Overall, the box plot provides valuable insights into the relationship between the number of rooms per household and housing prices, highlighting trends and variations across different categories.
kruskal.test(price ~ rooms, data = housing_prices)
##
## Kruskal-Wallis rank sum test
##
## data: price by rooms
## Kruskal-Wallis chi-squared = 75.504, df = 3, p-value = 2.826e-16
Interpretation: The test yielded a Kruskal-Wallis chi-squared statistic of 75.504 with 3 degrees of freedom, resulting in a p-value of approximately 2.826e-16. The extremely low p-value indicates strong evidence against the null hypothesis that housing prices are equal across all categories of rooms. Therefore, we reject the null hypothesis in favor of the alternative hypothesis, concluding that there are significant differences in housing prices among houses with different numbers of rooms.
library(lmboot)
boot = ANOVA.boot(price ~ rooms, B = 1000, seed = 1234, data = housing_prices)
boot$'p-values'
## [1] 0
Interpretation: A p-value of 0 suggests that none of the bootstrap samples produced a test statistic as extreme as the one observed in the original data, indicating strong evidence against the null hypothesis. Therefore, we reject the null hypothesis and conclude that there are significant differences in housing prices among houses with different numbers of rooms.

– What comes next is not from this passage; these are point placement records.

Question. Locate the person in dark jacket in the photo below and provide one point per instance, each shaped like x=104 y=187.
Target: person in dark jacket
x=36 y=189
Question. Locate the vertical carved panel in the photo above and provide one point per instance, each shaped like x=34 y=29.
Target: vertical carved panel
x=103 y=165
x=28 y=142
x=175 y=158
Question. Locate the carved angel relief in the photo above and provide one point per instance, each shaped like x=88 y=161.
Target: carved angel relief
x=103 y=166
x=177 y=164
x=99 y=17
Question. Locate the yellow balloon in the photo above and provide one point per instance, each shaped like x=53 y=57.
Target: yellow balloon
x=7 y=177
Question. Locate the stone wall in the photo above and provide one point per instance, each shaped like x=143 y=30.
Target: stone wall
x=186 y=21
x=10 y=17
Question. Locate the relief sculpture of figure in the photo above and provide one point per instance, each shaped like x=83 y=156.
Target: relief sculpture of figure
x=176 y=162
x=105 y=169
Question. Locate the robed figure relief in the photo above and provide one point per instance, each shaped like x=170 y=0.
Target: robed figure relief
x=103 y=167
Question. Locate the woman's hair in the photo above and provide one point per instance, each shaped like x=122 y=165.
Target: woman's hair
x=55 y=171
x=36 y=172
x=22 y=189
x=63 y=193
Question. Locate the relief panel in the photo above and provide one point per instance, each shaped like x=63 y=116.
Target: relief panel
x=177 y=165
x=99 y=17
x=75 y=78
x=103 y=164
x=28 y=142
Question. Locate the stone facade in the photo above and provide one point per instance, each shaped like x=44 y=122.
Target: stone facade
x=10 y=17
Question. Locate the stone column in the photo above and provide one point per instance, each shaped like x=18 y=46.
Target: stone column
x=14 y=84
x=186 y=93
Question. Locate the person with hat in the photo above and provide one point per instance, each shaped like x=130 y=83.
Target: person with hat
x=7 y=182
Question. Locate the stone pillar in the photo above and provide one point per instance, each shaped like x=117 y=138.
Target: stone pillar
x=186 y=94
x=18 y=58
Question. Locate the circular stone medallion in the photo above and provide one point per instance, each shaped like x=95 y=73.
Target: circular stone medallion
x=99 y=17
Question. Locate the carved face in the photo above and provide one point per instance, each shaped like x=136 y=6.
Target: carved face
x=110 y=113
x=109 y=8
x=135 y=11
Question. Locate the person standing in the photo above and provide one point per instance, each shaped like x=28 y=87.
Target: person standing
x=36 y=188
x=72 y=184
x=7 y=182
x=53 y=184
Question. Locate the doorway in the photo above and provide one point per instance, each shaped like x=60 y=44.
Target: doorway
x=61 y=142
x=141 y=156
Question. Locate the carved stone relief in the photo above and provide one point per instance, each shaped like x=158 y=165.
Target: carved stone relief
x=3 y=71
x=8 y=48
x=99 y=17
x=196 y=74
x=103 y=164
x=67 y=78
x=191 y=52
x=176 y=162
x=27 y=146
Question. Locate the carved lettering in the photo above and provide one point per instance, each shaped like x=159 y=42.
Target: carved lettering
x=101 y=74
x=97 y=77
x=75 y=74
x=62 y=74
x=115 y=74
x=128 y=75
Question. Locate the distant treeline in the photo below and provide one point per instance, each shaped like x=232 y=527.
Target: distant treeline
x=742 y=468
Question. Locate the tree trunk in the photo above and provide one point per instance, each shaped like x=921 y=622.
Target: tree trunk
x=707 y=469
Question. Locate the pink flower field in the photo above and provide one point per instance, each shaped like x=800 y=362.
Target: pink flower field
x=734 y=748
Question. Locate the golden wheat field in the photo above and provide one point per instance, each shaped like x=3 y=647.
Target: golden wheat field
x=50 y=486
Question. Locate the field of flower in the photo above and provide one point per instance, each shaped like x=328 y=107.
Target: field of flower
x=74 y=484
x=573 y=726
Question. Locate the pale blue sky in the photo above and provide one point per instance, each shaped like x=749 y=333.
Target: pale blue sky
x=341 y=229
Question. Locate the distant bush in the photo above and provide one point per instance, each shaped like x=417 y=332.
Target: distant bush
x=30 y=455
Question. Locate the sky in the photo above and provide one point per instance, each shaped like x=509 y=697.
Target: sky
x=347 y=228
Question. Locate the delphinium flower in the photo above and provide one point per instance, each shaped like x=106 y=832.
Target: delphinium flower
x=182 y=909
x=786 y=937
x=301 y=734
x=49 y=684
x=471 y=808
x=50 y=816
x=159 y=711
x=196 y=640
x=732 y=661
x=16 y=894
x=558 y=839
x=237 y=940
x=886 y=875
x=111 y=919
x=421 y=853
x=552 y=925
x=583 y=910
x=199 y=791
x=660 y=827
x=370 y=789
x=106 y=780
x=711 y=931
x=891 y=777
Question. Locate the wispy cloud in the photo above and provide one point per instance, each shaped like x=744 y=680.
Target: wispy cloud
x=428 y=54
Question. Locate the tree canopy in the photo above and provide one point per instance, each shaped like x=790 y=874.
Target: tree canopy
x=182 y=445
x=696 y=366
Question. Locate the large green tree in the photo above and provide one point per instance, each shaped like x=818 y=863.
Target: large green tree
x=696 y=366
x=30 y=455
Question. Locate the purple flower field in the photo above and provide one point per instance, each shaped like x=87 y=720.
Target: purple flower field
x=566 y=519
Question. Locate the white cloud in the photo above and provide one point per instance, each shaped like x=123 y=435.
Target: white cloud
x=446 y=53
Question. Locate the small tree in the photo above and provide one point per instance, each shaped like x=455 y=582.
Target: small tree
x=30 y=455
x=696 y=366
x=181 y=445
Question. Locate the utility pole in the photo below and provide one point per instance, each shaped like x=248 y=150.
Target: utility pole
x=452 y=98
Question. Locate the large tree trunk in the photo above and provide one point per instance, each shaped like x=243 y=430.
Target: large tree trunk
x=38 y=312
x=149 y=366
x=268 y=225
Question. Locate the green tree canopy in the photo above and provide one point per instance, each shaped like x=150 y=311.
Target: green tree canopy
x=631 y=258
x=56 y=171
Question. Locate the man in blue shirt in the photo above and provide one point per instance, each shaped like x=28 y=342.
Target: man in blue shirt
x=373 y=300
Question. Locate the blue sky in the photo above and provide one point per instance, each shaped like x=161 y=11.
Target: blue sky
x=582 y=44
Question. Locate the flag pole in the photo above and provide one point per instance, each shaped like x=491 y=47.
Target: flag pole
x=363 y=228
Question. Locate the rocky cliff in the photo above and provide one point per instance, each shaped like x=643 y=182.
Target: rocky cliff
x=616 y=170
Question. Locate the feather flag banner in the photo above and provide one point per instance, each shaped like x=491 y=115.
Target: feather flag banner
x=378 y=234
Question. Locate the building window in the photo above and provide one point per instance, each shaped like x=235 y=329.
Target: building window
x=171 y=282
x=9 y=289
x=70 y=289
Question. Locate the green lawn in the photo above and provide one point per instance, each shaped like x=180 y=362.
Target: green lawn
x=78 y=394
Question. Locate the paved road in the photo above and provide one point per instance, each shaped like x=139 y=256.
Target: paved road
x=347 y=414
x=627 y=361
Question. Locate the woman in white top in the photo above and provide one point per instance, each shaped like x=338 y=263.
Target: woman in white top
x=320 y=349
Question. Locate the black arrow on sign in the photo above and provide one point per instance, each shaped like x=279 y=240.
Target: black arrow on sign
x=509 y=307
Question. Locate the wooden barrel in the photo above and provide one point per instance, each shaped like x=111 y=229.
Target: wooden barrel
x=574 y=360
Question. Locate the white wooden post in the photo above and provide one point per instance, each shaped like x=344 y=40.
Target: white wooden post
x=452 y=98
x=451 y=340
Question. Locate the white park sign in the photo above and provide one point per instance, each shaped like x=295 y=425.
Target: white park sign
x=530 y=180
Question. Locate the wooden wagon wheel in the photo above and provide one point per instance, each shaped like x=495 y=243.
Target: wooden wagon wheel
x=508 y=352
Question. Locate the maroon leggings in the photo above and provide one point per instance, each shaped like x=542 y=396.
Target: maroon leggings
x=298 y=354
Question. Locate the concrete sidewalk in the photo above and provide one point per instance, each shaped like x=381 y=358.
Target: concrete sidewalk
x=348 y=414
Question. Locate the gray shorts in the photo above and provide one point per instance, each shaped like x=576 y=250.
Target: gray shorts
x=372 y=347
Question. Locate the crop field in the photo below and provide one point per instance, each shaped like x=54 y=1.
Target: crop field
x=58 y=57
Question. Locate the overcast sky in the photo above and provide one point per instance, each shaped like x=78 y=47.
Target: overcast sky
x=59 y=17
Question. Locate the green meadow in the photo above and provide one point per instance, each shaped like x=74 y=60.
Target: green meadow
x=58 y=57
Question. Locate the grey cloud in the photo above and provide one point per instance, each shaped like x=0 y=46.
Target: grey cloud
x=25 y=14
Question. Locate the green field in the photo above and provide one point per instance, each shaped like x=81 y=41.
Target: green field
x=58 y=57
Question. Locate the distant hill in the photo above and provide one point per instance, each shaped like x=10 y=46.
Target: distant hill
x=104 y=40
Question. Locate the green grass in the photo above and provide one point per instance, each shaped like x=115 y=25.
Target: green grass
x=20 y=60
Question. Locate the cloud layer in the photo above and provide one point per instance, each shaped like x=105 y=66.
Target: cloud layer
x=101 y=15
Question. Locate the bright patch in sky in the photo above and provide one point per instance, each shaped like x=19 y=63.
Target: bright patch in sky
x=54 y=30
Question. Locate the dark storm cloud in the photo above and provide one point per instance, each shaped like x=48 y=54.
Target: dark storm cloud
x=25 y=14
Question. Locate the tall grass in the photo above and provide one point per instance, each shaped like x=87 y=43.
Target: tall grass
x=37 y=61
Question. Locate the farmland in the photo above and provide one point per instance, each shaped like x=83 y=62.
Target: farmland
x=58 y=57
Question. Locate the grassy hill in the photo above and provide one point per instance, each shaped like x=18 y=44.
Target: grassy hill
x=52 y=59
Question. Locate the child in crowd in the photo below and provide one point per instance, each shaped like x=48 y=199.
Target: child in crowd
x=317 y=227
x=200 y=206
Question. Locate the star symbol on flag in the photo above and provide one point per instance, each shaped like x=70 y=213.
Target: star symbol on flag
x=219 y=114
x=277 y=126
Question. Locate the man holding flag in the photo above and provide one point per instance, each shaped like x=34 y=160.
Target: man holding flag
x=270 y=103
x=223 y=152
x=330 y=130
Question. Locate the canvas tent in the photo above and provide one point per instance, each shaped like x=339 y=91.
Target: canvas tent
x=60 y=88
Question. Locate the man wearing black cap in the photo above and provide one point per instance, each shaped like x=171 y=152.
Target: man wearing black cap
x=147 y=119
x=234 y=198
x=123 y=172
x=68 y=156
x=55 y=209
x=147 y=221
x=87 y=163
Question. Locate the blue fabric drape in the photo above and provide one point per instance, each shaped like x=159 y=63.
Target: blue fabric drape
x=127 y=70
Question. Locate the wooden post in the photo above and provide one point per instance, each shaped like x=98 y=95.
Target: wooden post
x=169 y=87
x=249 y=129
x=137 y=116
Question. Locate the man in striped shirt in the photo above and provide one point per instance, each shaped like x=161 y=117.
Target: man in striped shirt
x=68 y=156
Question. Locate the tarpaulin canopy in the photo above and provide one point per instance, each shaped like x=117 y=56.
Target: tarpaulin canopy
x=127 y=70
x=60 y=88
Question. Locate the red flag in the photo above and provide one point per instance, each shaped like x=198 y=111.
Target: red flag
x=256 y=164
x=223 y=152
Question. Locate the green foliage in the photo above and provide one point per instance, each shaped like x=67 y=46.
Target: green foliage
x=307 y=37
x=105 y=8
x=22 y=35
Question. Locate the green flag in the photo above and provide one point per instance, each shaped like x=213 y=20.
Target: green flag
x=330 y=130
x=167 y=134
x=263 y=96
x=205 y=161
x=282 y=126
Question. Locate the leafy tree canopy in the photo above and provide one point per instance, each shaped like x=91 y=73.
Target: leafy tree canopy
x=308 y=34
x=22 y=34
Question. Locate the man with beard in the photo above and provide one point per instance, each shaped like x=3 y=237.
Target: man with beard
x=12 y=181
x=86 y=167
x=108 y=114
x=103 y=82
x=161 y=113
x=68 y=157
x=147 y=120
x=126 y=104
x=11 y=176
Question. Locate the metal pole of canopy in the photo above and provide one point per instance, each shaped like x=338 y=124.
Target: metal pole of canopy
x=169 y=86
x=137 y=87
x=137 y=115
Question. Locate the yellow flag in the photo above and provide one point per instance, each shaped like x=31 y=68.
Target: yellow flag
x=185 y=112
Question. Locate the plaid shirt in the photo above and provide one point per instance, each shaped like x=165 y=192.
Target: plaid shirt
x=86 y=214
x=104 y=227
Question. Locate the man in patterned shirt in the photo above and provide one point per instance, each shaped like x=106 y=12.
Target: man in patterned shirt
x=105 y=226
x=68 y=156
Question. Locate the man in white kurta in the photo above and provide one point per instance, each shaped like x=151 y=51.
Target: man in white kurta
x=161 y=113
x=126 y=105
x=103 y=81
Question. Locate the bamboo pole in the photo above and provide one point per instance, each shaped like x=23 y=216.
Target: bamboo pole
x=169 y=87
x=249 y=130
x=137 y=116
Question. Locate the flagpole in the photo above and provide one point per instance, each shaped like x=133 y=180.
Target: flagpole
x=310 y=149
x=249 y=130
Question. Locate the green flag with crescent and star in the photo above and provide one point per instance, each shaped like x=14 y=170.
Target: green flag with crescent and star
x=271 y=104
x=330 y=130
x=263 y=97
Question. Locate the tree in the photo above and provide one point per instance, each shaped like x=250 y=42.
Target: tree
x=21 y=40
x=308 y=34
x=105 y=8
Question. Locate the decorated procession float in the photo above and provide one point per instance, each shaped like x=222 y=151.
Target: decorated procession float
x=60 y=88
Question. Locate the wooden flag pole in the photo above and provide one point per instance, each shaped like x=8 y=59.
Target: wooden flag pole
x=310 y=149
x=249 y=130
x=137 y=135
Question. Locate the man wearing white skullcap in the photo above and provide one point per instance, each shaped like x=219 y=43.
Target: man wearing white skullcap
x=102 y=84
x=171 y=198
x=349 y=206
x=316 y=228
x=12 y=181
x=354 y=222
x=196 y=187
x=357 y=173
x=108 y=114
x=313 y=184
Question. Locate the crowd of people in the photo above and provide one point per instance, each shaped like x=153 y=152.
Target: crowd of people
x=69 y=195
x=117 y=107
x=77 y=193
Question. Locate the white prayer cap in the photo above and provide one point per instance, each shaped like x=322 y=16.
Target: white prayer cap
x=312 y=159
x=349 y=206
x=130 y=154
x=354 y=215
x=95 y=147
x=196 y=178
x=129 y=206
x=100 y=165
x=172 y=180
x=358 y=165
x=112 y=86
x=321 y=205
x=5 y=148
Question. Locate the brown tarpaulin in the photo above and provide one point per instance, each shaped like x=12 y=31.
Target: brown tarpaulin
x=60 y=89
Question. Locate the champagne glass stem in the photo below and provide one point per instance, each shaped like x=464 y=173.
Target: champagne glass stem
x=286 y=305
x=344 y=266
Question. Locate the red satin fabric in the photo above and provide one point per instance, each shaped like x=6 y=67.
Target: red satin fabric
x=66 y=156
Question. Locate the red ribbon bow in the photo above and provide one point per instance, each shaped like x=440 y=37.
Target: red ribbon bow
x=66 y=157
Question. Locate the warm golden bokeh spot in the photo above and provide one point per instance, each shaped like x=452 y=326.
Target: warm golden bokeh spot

tukey.price.rooms = TukeyHSD(aov(price ~ rooms, data = housing_prices))
tukey.price.rooms
## Tukey multiple comparisons of means
## 95% family-wise confidence level
##
## Fit: aov(formula = price ~ rooms, data = housing_prices)
##
## $rooms
## diff lwr upr p adj
## 5-room-4-room -3.215556 -9.373321 2.942210 0.5331459
## 6-room-4-room 1.603780 -3.477109 6.684668 0.8475492
## 7-room-4-room 11.511053 6.108559 16.913546 0.0000004
## 6-room-5-room 4.819335 0.948716 8.689954 0.0077590
## 7-room-5-room 14.726608 10.442544 19.010672 0.0000000
## 7-room-6-room 9.907273 7.407162 12.407384 0.0000000
tukey_results <- data.frame(
Comparisons = c("5-room houses vs. 4-room houses",
"6-room houses vs. 4-room houses",
"7-room houses vs. 4-room houses",
"6-room houses vs. 5-room houses",
"7-room houses vs. 5-room houses",
"7-room houses vs. 6-room houses"),
Mean_Differences = c("-3.22 (-9.37, 2.94)",
"1.60 (-3.48, 6.68)",
"11.51 (6.11, 16.91)",
"4.82 (0.95, 8.69)",
"14.73 (10.44, 19.01)",
"9.91 (7.41, 12.41)"),
P_Value = c("0.5331", "0.8475", "<0.001", "0.0078", "<0.001", "<0.001")
)
print(tukey_results, row.names = FALSE)
## Comparisons Mean_Differences P_Value
## 5-room houses vs. 4-room houses -3.22 (-9.37, 2.94) 0.5331
## 6-room houses vs. 4-room houses 1.60 (-3.48, 6.68) 0.8475
## 7-room houses vs. 4-room houses 11.51 (6.11, 16.91) <0.001
## 6-room houses vs. 5-room houses 4.82 (0.95, 8.69) 0.0078
## 7-room houses vs. 5-room houses 14.73 (10.44, 19.01) <0.001
## 7-room houses vs. 6-room houses 9.91 (7.41, 12.41) <0.001
The Tukey posthoc test was performed to determine which particular number of rooms per household had significantly different house prices. The results are presented in the following table above:
In summary, the Tukey posthoc test reveals that houses with 7 rooms have significantly higher prices compared to houses with fewer rooms (4, 5, or 6 rooms). Additionally, houses with 6 rooms tend to have higher prices than those with 5 rooms, while no significant differences are found between houses with 4 rooms and either 5 or 6 rooms.